Kenyan athlete Kelvin Kiptum was on the cusp of greatness before his life was cut short in a road accident.
The 24-year-old, who six years ago was unable to afford a pair of shoes to run in his first major competitive race, had recently been talked about as one of the best marathon runners the world had ever seen.
Given that before 2022 he had never even run the full distance, his rapid ascent to the peak of the sport left many breathless.
The softly spoken, hard-working and fearless runner appeared to shy away from his new-found fame after he had taken the world record from compatriot Eliud Kipchoge in Chicago last October.
“Taken” is perhaps too polite a word. The father-of-two ripped the record from Kipchoge’s hands, bettering his world-beating time by more than half a minute, completing the 42.2km (26.2 miles) in two hours and 35 seconds.
His swift rise to fame and the feeling of so much potential lost – marathon runners tend to improve as they get older – has left many in Kenya in shock.
Kiptum, himself, said after his triumph in Chicago that his career was just “getting started”.
And he was targeting a sub-two-hour time at April’s Rotterdam Marathon – a benchmark, never achieved in an open race, that would have cemented a place in the history books.
“That might look ambitious, but I’m not afraid of setting these kinds of goals. There is no limit to human energy,” he said last November, referencing the “no human is limited” philosophy of Kipchoge.
This was not bragging.
He was a “very humble guy, down to earth, doesn’t talk much, but when he runs, he runs like a machine”, former athlete Wesley Korir, who was with Kiptum in Chicago when he broke the world record, told the BBC’s Focus on Africa programme.
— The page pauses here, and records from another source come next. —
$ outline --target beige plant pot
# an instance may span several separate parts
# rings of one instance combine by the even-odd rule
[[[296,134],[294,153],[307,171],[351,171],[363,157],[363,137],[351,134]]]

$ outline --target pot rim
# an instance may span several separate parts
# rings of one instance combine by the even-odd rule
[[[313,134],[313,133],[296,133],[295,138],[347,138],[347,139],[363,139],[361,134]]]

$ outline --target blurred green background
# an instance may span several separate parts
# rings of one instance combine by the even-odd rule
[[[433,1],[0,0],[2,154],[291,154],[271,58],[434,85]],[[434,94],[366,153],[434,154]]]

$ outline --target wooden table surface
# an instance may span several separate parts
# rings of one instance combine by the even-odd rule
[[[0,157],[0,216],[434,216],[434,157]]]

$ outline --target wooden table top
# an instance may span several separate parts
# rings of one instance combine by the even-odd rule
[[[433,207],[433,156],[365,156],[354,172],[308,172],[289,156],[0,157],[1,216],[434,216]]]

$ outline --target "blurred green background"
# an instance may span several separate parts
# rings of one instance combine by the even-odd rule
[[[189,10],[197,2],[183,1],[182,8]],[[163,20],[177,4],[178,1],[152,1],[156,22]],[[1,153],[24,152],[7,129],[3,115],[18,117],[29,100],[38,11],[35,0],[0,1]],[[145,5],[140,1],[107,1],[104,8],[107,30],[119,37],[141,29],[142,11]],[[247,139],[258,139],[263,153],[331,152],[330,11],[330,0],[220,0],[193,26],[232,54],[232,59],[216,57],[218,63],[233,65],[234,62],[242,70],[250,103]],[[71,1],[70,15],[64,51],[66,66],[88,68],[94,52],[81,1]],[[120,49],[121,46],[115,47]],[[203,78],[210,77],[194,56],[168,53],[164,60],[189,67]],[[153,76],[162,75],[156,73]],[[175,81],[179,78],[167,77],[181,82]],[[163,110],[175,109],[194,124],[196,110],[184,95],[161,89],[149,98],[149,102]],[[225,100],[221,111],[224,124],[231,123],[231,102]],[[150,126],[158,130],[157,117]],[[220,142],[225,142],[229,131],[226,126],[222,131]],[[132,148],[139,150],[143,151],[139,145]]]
Kiptum was born and raised in a village 37km from Eldoret town in the Rift Valley region.
It is an area that has produced some of the world’s greatest long-distance runners. But there is nothing inevitable about success, which requires a level of grit and dedication that few can imagine.
Kiptum grew up on a farm, where he helped take care of his family’s cattle but knew from an early age that he wanted to be an athlete.
His interest in running came from watching his cousin, a runner who often worked as a pacemaker for Ethiopian great Haile Gebrselassie.
His father, however, was not so thrilled with this choice of career.
“He wanted me to study to pursue my diploma to be an electrician but I was saying that I needed to be an athlete – I had that passion,” Kiptum recalled in an interview with the BBC last year.
“That period was very hard for me because I trained for four years, yet there were no successes and they were disappointed in me. But I kept on pushing.”
Eventually his father came around, even occasionally helping him get to early morning training on time.
After Kiptum’s record-breaking performance, his father effusively praised him as an “obedient son who has stayed true to his upbringing”.
But there was one other person who was crucial to his achievements – his Rwandan coach Gervais Hakizimana.
He was travelling in the car that Kiptum was driving on Sunday and was also killed when the vehicle collided with a tree.
It was Hakizimana who had convinced his trainee to move up from the half-marathon.
According to Hakizimana, Kiptum needed time to warm up to the idea of running the full 42.2km, which he initially thought might be too tough.
“He had some fear and preferred the shorter half-marathon until 2022 when he finally agreed to a marathon,” Hakizimana said last year.
The relationship as coach and athlete began in 2018 but the pair first met when the world record holder was much younger – back in the village.
“I knew him when he was a little boy, herding livestock barefooted,” Hakizimana recalled. “It was in 2009, I was training near his father’s farm, he’d come kicking at my heels and I would chase him away.
“Now, I am grateful to him for his achievement.”
Kiptum’s performance in that first full marathon in Valencia in 2022 forced people to take notice.
He clocked 2:01:53 – the fourth fastest time ever at that point and the fastest debut marathon in history.
What became his signature style of running – staying with the leading pack before stepping up the pace at around 30km – was already in evidence.
“The level of fearlessness that Kiptum portrays in his race is what is needed to rise to the top,” said athletics commentator Martin Keino.
“He is almost holding back in the first half of the marathon and then attacks the second half like nobody ever has – that kind of racing is very rare to see.”
He then set a course record of 2:01:25 at the London Marathon in April 2023 before breaking the world record in Chicago six months later.
“I feel so happy. A world record was not in my mind today,” he said at the time.
He was dreaming about running under two hours, which would, without doubt, have cemented his reputation for ever.
As Kipchoge wrote, Kiptum “had a whole life ahead of him to achieve incredible greatness”.
He was his parents’ only child. He leaves behind the parents, his widow, Asenath Rotich, and two children.